Индейцы привели нас в деревню, расположенную на самом гребне горы, и к ней пришлось подниматься по крутому склону. Там мы нашли много людей, которые собрались вместе, согнанные со своих мест страхом перед христианами. Они приняли нас очень хорошо, дали нам всё, что у них было, и дали нам две тысячи карг 109 маиса, а мы отдали его тем несчастным и голодным индейцам, которые нас туда привели. На следующий день мы, как обычно это делали, разослали по земле четырёх гонцов, чтобы они созвали всех, кого найдут, в одну деревню, лежавшую в трёх днях пути от этого места; и сделав это, мы на другой день отправились в путь со всем народом, который там был, и повсюду встречали следы и знаки, указывавшие, что здесь ночевали христиане, а в полдень встретились с нашими гонцами, которые сказали, что они не нашли людей, так как все скрылись в лесах, чтобы христиане их не убили или не взяли рабами; и сказали ещё, что прошлой ночью видели христиан и, спрятавшись за деревьями, наблюдали за ними; христиане же вели с собой много индейцев, закованных в цепи. Услышав эти новости, люди, шедшие с нами, заволновались и некоторые из них вернулись предупредить других о приходе христиан, и остальные тоже ушли бы, если бы мы им не сказали, чтобы они не боялись и не делали этого; они нам поверили и очень обрадовались. А в это время с нами были индейцы, жившие за сто лиг отсюда, и раньше мы не могли их уговорить вернуться к своим домам; чтобы их успокоить, мы в этот день не пошли дальше [102] и ночью спали на том же месте, а на другой день тронулись в путь и спали на дороге.

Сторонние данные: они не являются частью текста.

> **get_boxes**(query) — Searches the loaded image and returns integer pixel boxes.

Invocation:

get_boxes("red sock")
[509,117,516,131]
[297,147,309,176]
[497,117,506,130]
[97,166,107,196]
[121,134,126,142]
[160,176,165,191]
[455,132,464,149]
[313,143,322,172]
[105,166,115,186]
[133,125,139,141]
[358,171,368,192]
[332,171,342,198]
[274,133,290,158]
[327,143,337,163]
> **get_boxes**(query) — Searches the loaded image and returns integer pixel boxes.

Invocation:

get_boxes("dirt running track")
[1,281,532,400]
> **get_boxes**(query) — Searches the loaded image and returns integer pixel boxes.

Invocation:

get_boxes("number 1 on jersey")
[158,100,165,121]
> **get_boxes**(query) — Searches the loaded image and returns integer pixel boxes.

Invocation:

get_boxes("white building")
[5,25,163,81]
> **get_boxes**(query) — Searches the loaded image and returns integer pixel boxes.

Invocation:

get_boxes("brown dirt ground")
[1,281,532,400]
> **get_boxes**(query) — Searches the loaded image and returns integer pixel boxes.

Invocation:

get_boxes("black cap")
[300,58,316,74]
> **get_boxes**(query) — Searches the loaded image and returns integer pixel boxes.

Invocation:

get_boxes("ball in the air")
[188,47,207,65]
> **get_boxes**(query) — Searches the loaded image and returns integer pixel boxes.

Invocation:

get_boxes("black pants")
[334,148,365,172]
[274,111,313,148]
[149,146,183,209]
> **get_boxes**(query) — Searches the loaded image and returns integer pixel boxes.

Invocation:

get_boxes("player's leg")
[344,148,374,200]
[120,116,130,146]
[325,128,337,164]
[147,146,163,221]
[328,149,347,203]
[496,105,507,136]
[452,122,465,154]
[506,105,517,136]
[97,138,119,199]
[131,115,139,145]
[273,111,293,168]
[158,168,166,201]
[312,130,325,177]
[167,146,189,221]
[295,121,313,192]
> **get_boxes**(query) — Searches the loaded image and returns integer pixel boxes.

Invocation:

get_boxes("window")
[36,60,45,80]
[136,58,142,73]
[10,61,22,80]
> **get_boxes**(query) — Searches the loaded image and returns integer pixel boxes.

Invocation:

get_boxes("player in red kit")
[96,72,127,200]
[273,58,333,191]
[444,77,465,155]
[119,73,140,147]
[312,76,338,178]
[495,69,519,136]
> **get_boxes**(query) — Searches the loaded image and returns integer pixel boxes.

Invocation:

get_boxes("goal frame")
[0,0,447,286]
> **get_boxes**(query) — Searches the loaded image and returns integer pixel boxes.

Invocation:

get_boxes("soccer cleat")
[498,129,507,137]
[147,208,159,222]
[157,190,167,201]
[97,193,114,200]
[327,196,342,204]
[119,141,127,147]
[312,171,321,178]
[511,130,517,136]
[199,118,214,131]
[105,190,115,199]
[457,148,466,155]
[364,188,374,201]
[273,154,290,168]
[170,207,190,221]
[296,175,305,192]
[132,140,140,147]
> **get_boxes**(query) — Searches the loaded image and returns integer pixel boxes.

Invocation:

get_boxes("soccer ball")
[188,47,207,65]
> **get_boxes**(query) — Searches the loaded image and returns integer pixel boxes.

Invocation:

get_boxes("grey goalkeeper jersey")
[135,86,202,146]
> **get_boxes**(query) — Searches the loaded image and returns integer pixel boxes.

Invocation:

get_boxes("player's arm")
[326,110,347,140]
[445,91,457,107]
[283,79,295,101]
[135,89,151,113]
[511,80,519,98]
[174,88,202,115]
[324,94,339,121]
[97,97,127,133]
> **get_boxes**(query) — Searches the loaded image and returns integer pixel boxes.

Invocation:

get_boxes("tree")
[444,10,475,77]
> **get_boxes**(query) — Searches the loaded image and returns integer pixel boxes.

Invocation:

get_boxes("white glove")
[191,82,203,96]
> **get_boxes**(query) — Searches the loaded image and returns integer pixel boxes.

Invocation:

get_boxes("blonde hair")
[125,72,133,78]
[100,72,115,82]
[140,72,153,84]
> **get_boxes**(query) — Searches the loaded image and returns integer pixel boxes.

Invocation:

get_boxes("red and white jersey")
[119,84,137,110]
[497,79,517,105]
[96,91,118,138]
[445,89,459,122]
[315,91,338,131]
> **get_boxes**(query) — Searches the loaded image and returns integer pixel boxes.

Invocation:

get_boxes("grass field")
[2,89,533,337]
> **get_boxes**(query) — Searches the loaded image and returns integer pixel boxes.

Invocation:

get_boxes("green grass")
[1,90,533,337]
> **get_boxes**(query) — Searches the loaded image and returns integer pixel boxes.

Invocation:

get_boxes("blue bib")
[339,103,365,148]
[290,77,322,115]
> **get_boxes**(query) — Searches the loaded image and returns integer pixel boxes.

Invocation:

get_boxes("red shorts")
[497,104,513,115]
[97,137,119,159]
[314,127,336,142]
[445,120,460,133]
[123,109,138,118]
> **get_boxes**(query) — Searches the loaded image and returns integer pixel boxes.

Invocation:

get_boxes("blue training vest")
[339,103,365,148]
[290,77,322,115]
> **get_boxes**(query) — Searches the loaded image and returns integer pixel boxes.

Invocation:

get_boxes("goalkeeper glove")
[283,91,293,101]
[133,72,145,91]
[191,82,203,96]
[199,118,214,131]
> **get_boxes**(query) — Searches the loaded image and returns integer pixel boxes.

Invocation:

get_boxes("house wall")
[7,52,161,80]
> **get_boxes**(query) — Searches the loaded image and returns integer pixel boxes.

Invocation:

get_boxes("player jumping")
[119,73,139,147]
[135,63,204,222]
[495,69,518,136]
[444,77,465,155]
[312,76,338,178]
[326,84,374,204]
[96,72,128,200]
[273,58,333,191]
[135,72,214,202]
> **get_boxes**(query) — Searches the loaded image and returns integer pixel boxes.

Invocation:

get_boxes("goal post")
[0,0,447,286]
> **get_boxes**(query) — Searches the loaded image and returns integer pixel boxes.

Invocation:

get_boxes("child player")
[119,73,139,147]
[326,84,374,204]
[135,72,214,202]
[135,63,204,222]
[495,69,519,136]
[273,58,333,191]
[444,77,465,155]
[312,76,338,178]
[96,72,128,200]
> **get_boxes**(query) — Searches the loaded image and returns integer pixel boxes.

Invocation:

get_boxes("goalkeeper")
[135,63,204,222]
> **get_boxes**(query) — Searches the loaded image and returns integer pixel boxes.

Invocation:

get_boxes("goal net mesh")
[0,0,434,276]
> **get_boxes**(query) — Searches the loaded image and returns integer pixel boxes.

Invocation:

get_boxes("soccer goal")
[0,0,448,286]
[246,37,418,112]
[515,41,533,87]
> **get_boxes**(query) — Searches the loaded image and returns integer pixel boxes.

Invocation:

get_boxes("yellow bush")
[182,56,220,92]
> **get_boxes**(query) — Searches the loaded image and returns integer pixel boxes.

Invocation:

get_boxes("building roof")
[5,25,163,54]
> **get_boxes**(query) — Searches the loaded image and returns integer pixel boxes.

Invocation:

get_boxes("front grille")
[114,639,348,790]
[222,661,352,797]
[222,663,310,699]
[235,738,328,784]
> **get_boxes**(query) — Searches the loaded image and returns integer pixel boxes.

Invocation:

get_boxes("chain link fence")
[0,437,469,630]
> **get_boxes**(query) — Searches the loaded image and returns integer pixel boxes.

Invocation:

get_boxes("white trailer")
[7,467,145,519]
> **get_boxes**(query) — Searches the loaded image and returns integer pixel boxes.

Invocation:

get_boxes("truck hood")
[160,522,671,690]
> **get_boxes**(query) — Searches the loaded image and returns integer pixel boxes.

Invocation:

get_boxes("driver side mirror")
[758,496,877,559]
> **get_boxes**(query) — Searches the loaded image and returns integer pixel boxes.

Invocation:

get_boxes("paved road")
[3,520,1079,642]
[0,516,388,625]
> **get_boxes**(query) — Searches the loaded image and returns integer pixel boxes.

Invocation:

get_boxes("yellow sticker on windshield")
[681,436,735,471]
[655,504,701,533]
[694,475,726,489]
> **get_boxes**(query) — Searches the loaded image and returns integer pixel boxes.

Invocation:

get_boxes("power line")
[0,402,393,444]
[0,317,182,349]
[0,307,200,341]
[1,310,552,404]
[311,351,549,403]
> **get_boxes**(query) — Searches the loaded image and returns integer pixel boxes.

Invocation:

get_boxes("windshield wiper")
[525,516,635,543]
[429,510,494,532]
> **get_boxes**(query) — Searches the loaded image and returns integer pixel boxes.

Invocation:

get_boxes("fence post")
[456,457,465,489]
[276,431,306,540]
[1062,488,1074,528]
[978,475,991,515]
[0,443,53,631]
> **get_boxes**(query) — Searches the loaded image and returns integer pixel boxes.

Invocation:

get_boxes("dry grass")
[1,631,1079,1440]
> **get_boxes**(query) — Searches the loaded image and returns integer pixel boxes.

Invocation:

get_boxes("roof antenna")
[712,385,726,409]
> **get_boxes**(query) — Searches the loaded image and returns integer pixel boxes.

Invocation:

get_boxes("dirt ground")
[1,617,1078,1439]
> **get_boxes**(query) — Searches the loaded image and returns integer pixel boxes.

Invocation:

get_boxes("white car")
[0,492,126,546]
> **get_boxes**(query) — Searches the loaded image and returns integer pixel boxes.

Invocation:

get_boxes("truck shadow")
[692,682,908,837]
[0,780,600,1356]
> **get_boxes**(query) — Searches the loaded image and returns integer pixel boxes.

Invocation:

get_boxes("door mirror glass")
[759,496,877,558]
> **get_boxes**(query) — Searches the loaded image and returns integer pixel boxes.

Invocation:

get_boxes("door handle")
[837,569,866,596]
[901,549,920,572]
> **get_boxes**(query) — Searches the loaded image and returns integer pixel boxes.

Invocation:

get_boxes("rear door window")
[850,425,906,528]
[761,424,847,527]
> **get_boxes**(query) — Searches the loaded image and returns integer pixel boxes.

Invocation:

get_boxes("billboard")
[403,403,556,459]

На следующий день те, кого мы посылали гонцами, повели нас в место, где они видели христиан. Прибыв туда на вечерней заре, мы ясно увидели, что они говорили правду, и поняли, что христиане были на лошадях, так как там сохранились колья, к которым они привязывали лошадей. Было это место у реки, называвшейся Петутан, а от Петутана и до реки, куда прибыл Дьего де Гусман, расстояние примерно в восемьдесят лиг, как мы потом узнали у христиан, а до деревни, где нас задержала вода, оттуда расстояние в двенадцать лиг, а до Южного моря оттуда расстояние в двенадцать лиг.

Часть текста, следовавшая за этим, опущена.